Using this genome-wide population data, I quantified levels of genome-wide diversity and differentiation within and between semispecies. Despite relatively low levels of divergence within the complex, principal component and phylogenetic analyses using the genomic data clearly separates individuals into distinct genetic groups corresponding to the three behaviorally defined semispecies. Furthermore, phylogenetic analysis places Eastern-A and Eastern-B as sister taxa, confirming previous research indicating that Eastern-A and Eastern-B semispecies are the more closely related semispecies, with Western-Northern being the most anciently diverged of the three semispecies. To infer the speciation history of the D. athabasca complex, I fit the data to demographic models and estimate divergence under a model of isolation with low levels of migration. This model estimates a divergence time of only 6,000 years ago for the Eastern-A/Eastern-B split and 16,000 years for the Western/Eastern split, consistent with a previous hypothesis of population expansion and colonization of North America following the last glacial maximum.

Overall divergence within the semispecies is low, with approximately 2 million sites variable within D. athabasca, and only 1% of these variable sites being private and fixed within semispecies. Furthermore, I find divergence is not evenly distributed across the genome, with the X-chromosome exhibiting increased levels of divergence compared with autosomes. Most interestingly, despite the low levels of overall divergence, genome-wide scans identify a single large spike of differentiation between the two youngest semispecies, which have an estimated divergence time of only 6,000 years. Scans for selection also show strong signatures of a selective sweep within semispecies at this same locus, indicating that divergence in this particular region has likely been driven by selection. Further analysis of this region reveals that it harbors a gene previously identified to be involved in courtship song in other species within the Drosophila genus, suggesting that it may play an important role in the evolution of prezygotic reproductive barriers between the D. athabasca semispecies.

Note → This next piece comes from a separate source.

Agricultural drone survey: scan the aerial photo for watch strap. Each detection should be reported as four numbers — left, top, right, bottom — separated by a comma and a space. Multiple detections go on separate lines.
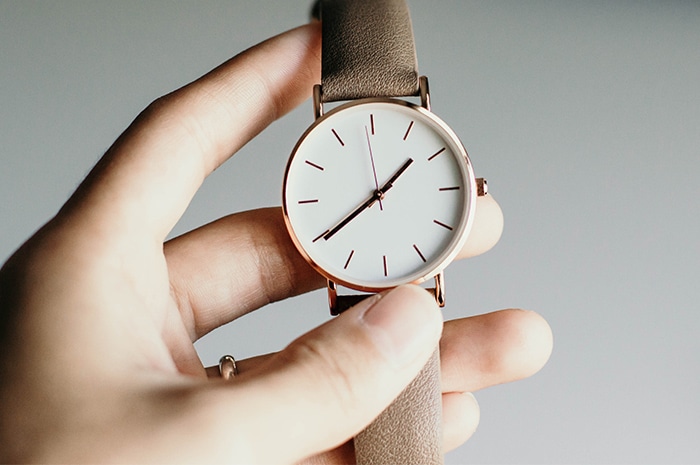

This study provides one of the first genome-wide population genetic investigations of the molecular changes and population parameters important during incipient speciation, contributing important new information to our view of the genetics of speciation. With some of the youngest divergence times used to study speciation genetics on a genome-wide level thus far, examining the patterns of divergence within and between the semispecies of D. athabasca has allowed us to identify a candidate gene that may play a role in the evolution of prezygotic isolation, and thus, reproductive isolation at the earliest stages of speciation.